The journey to the station is a very good teaser, since you have to walk a long and very dark corridor through the entire building, and you may see some portions of the ride and sets through large openings in the walls. There is also a 'chicken' route which allows you to view the pre-show without actually going on the ride.

Mock Ride-Through

Once inside the station you board one of the trains (6 cars, 4 seats per car) themed like sci-fi vehicles designed in the 1900s, featuring over-the-shoulders restraints. Soon, the soundtrack begins the ride: "Voyageurs de la Terre à la Lune, bienvenue à bord. Veuillez baisser votre harnais de sécurité, et garder bras et mains à l'intérieur de la navette, pendant toute la durée du voyage. La mise à feu est imminente. Welcome on board space travellers, please lower your harness and keep your arms and hands inside the vehicle all time. Prepare for blast-off!" The background music begins and it will continue throughout the ride, timed to the drops and lifts and turns perfectly; it's a John Williams-ish type of classical, inspirational music. You depart the station fairly slowly, and after a long turnaround inside a tube, you reach a sudden drop that leads you to the bottom of the cannon. A hook attaches itself under the train and you are pulled into the enormous Columbiad Cannon.

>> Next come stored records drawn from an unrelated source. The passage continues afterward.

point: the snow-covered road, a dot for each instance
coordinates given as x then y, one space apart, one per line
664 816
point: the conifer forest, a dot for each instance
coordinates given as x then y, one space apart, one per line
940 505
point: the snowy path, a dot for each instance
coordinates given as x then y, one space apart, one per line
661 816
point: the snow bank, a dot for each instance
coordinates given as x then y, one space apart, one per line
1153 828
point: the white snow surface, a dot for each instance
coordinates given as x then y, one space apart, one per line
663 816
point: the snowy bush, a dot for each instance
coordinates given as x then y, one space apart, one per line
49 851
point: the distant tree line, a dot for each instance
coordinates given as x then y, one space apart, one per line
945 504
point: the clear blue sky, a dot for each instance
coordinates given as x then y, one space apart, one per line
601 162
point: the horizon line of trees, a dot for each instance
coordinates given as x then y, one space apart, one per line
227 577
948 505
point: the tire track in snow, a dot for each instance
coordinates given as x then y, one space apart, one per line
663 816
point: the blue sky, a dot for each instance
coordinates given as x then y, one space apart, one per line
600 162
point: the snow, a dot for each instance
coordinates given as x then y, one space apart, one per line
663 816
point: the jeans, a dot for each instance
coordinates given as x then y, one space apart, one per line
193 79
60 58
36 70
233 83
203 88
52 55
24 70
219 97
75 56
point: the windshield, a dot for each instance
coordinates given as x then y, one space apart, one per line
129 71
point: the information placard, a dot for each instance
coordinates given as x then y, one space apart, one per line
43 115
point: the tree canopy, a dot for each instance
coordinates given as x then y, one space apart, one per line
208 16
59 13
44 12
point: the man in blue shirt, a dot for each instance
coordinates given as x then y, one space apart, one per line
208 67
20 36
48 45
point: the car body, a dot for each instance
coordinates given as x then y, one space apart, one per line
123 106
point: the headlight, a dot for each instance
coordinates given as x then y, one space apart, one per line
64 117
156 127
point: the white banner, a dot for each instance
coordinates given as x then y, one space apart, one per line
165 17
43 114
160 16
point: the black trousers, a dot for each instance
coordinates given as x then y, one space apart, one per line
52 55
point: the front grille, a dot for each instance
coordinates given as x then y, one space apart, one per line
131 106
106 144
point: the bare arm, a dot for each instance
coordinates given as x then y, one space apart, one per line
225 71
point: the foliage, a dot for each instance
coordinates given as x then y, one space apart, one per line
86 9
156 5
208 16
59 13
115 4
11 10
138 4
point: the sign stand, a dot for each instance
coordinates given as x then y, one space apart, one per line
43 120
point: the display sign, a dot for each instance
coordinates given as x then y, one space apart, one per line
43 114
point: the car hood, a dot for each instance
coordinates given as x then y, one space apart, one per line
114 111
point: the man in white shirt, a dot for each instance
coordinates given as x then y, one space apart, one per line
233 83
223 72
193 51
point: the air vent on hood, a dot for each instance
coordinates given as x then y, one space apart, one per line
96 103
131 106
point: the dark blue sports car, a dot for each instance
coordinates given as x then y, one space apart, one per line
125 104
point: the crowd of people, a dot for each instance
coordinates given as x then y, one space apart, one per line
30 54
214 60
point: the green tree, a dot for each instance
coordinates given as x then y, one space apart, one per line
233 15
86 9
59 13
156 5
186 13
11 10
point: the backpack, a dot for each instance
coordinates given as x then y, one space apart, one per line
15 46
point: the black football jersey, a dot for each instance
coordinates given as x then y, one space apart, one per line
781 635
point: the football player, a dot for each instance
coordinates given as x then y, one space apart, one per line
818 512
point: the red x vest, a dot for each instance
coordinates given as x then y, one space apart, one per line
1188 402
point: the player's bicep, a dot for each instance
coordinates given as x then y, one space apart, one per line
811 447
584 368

A very loud detonation is heard, smoke fills the cannon and the train is catapulted into the circuit. A short drop is followed by a long downward helix in complete darkness. You dodge some little asteroids and then you plunge into the looping. Leaving the first inversion, the train rushes through a huge "space mining" machine - called the Blue Moon Mining Company - and a series of trim-brakes which lead you into the core of a melting asteroid (affectionately known to the CM's as MOM - "mother of meteorite"). Then comes another sudden drop into the corkscrew. After a 360 degree inversion, the train "hangs" briefly at a 90 degree angle before a fast section of track to the second lift. The train climbs the hill very quickly - a 'road sign' says "to the Moon: 50,000 km" - and you reach the Moon, which looks like the one in George Melies' 1902 film. Look for a hidden Mickey formed by three craters in the Moon's smile (the Moon's face changes to a smile as you get closer).

The train drops suddenly as you leave the satellite orbit and rushes through some other meteorites. The train negotiates a "horseshoe" (a flat standing upward turn) and gains speed as it reaches another downward helix with dark light effects simulating re-entry into the atmosphere. The train hits the brakes through a shower of sparks inside the "Electro de Velocitor" machine - a loud process that can heard clearly (sometimes startlingly) in the nearby queue - and then goes back gently back to the station.

Right after disembarking, you can buy the onboard picture taken of you sitting in the train; called Light Speed Photography. The picture had been taken just before the cannon blastoff.

Needless to say, this ride is excellent - the best at the park and the best steel roller coaster in France. Special effects and sets are superb. The soundtrack (a bit John Williams-ish) is magnificent, and the onboard audio system is CD quality.